« On ne peut pas s’imaginer cela. Cette misère absolue, cette pauvreté. »

Là où la pauvreté sévit, la consommation de stupéfiants est étroitement liée à la violence sexospécifique. International Blue Cross tente de sortir les jeunes de la rue dans différents pays africains, de les informer sur les drogues et l'alcool et de leur offrir des perspectives. La responsable du projet, Flavia Ganarin, explique comment y parvenir.
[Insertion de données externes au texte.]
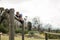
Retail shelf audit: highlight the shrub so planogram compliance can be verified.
[29,31,34,37]
[15,28,22,33]
[0,25,8,33]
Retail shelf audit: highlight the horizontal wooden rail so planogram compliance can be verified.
[44,32,60,40]
[44,32,60,35]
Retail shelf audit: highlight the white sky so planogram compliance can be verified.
[0,0,60,28]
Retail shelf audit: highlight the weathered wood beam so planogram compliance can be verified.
[9,9,15,40]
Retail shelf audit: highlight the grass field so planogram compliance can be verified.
[1,34,60,40]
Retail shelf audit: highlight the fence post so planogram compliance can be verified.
[45,33,48,40]
[0,33,2,40]
[9,9,14,40]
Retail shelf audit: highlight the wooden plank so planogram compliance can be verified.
[9,9,14,40]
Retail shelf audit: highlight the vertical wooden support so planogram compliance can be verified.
[22,22,24,40]
[0,33,2,40]
[9,9,14,40]
[45,33,48,40]
[0,34,1,40]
Une cabane en carton et en tôle ondulée. Une maison sans eau courante ni électricité. Un foyer comme cuisinière. L’odeur d’urine et d’alcool. « On ne peut pas s’imaginer cela si on ne l’a jamais vu. Cette misère absolue, cette pauvreté », dit Flavia Ganarin. La responsable de projet chez International Blue Cross parle de sa dernière visite à Brazzaville, la capitale de la République du Congo. Madame Ganarin travaille pour l’œuvre d’entraide suisse dans le domaine de la coopération au développement. Elle y est responsable de la planification annuelle. « Je veille à ce que l’argent soit dépensé correctement et je vérifie également l’efficacité de nos projets », dit-elle.

International Blue Cross s’engage pour que les personnes ne subissent pas les effets néfastes de l’alcool ou des drogues. En tant qu’organisation non gouvernementale, elle regroupe sous son toit 38 autres organisations nationales indépendantes dans 37 pays.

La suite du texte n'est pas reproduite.